Inspiration In the process of video processing, we realize that the need to convert hard subtitles (Hardsub) to soft subtitle (soft subtitle), especially for educational videos, online courses, or documentary movies. Users usually only have a Hardsub with a subtitle with no subtitle file, making it difficult to edit, translate into other languages, or reuse. The cost for current subtitle extract systems is quite high, while many groups only have a minimum budget. This has motivated us to build the most optimal and economical system possible.

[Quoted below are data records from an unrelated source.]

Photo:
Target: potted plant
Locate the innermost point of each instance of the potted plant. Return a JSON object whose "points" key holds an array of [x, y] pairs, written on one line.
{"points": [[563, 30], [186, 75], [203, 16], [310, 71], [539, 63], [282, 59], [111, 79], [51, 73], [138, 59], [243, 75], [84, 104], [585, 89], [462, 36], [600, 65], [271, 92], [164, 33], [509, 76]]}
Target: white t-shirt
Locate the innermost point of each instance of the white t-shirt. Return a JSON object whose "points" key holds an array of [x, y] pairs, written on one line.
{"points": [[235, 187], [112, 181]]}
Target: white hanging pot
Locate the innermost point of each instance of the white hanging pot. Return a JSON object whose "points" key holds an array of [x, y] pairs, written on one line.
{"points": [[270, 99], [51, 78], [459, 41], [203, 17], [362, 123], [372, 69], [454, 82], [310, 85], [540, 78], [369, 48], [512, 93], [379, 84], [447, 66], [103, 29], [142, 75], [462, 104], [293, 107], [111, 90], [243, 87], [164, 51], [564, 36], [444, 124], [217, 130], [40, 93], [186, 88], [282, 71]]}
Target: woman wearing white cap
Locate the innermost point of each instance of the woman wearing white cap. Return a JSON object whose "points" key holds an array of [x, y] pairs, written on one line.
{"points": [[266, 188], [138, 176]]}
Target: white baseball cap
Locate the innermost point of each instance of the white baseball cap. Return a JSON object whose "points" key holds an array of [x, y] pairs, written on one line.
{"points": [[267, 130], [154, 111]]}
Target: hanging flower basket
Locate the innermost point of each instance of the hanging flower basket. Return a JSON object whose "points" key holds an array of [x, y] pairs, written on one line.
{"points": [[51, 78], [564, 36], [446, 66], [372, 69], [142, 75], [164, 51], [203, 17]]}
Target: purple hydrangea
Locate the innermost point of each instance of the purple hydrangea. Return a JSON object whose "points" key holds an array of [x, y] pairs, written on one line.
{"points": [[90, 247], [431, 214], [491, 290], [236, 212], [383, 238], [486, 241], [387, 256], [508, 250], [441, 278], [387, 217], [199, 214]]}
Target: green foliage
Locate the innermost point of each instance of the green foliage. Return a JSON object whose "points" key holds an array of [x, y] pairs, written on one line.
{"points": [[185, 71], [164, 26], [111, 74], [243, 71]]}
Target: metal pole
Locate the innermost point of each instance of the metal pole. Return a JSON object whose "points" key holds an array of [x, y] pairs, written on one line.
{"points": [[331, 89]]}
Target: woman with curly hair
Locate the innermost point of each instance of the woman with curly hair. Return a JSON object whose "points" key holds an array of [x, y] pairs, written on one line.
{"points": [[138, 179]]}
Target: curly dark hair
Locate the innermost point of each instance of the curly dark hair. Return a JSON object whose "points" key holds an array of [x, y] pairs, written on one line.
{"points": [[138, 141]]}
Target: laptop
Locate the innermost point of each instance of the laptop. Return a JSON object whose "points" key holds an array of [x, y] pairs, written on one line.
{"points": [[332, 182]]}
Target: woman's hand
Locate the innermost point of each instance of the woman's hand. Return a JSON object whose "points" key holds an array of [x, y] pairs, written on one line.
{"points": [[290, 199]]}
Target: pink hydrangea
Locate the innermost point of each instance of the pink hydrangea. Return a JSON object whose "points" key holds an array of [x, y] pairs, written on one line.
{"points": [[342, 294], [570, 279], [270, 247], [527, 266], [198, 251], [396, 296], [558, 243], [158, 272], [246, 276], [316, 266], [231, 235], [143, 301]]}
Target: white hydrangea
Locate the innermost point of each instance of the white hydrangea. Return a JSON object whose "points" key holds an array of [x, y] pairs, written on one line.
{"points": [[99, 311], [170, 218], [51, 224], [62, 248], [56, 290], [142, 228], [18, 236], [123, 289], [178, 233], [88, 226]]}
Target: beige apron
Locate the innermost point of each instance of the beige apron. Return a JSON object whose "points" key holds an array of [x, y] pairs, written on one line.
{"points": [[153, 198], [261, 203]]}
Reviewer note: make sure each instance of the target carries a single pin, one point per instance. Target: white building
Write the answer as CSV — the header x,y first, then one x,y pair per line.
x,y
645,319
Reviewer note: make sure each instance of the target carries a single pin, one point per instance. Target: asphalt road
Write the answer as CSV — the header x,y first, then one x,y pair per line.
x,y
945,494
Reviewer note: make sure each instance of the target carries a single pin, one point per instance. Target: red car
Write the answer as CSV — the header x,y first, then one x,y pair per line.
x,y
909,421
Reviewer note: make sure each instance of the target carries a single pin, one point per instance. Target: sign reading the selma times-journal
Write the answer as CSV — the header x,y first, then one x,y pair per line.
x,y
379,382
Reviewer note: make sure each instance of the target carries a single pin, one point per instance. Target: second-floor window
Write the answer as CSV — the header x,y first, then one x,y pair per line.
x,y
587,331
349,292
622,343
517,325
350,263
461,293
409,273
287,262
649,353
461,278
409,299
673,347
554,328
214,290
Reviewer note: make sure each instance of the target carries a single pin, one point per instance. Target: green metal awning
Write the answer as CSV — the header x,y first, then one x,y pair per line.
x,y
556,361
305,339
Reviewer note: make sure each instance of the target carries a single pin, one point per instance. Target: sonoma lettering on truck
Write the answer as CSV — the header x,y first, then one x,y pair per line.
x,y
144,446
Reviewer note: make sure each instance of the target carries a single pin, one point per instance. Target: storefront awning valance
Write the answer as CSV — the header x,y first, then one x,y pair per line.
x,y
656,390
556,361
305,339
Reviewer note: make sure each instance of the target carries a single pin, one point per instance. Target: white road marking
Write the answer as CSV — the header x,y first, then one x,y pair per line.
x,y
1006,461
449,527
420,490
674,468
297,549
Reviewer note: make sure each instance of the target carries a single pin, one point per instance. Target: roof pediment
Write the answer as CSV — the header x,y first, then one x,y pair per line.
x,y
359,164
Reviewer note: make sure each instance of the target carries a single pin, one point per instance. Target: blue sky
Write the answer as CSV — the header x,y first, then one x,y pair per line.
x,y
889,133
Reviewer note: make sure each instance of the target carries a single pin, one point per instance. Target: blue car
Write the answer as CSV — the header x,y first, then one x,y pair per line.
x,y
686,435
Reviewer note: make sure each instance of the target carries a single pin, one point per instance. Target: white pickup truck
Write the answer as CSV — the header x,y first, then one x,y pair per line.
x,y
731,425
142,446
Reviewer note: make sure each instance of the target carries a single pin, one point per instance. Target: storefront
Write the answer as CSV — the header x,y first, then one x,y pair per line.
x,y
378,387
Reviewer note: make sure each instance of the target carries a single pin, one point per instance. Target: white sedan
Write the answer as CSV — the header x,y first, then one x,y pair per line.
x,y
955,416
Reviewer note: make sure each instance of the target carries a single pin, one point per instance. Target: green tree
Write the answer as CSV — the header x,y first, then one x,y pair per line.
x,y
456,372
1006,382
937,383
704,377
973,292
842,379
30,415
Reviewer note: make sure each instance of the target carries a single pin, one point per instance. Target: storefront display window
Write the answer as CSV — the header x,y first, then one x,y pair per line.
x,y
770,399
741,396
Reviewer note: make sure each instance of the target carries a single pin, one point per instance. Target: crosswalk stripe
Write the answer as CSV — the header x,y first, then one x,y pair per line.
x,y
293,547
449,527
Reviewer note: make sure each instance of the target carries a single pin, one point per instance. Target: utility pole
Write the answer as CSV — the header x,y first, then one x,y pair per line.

What it do Our system performs the following main functions:

Extract subtitles from Hardsub video with automatic OCR technology.

Create a soft subtitle file (SRT or VTT) that can be edited or translated into other languages.

Support many video formats (MP4, MKV, AVI).

Optimize operating costs to suit individuals, educational centers, small film translations.

It is possible to expand integrated into Pipeline to process large videos.

How we built it Main language: Python

Library: FFMPEG-POPON, OpenCV, Tesseract OCR, PYSRT

Processing process:

Use FFMPEG to cut the frame according to the necessary FPS.

Handling images via OpenCV to increase the contrast, threshold the subtitle area.

Use Tesseract OCR to identify text in the Croped Subtitle.

Write identifying data into standard SRT file by PYSRT.

Initial implementation: Run Local on the Ubuntu 20.04 server with GPU or CPU that supports AVX2 to accelerate Decode.

Challenges we ran into The accuracy of OCR: With videos with strange fonts or complex backgrounds, Tesseract needs further refinement.

Time synchronization (Timing): Extract frame incorrectly FPS or Skip frames lead to Mismatch time subtitle.

Cloud GPU cost: Although the cost of OCR is not large, the high -resolution decode decode requires a strong enough server, which needs to optimize Batch Processing.

Multilingual subtitle processor: Tesseract default English, need to install more traineddata for Vietnamese, Japanese, Chinese, etc.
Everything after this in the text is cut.